After the discussion following this post about the proper level of physical interaction before marriage, Darwin ordered a book on the subject by Brett Salkeld, a fellow blogger and acquaintance. Brett and his co-author Leah Perrault know this sad scene all too well, and they have written a refreshing remedy and valuable resource, How Far Can We Go? A Catholic Guide to Sex and Dating.
Here are two famous answers to the question “How far can we go?”
- Keep both feet on the floor.
- Asking “How far can we go?” is like taking your girlfriend or boyfriend in your arms, walking to the edge of a cliff, and asking, “How close can I get to the edge?”

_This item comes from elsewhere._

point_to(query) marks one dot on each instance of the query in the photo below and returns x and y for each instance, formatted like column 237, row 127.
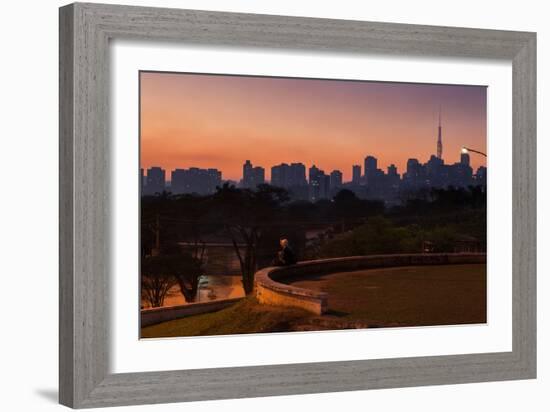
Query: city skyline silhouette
column 217, row 121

We had to write this book because we think both these answers are unsatisfactory. We think we can do better. The first answer is very practical, but anyone with a little imagination can get around it. In trying to set out an easy-to-follow guideline for Catholic couples, it ignores the question of Christian formation. It says that physical intimacy is only about how you act, and has no connection to the kind of person you are called to become.
The second answer is much more dangerous. The foundation of the metaphor it uses is that sex is roughly equivalent to suicide! In other words, sex is dangerous and sinful. Any advance in physical intimacy is just getting you closer and closer to the edge of the cliff. When we give answers like this it is no wonder the world thinks the Church is down on sex!
…One of the reasons that Christian books on sex and dating have given a misleading view about sexuality is that they ignore the essential communicative aspect of sexuality. Sexual sin is presented as crossing some vague boundary partway up an imaginary list of increasingly intimate physical acts. But, in the context of physical intimacy, sin isn’t crossing an arbitrary line. Sexual sin is about using your body to lie to your partner (and probably yourself) about the nature of your relationship. There need to be one or two clear lines about what is appropriate for unmarried people, but those lines are not drawn to keep people from acts that impure in and of themselves. They are drawn to keep people from lying with the language of their bodies. This book, then, is not primarily about which acts are and are not permissible. This book is about learning to speak the truth with your body.
One thing I really appreciate here is that Salkeld and Perrault have a respect for their young audience, and don’t treat the question “How far can we go?” as an attempt to find out how much whoopie one can get away with, but an honest query about what is right and appropriate at any point in a relationship. (I snickered out loud at their description of a youth group leader who answers this question from a young couple by saying, “I’ll let you in on a little secret. Your relationship will do much better if, instead, you ask yourselves how pure you can be.” If you haven’t heard twaddle like that, you haven’t been around the Authentically Catholic! youth scene much.) They emphasize from the start that their model of dating “presumes that those who use it are sincerely trying to live holy lives. If you’re hoping to find loopholes so you can get away with as much as possible and still say you’re following Catholic rules, this model isn’t for you.”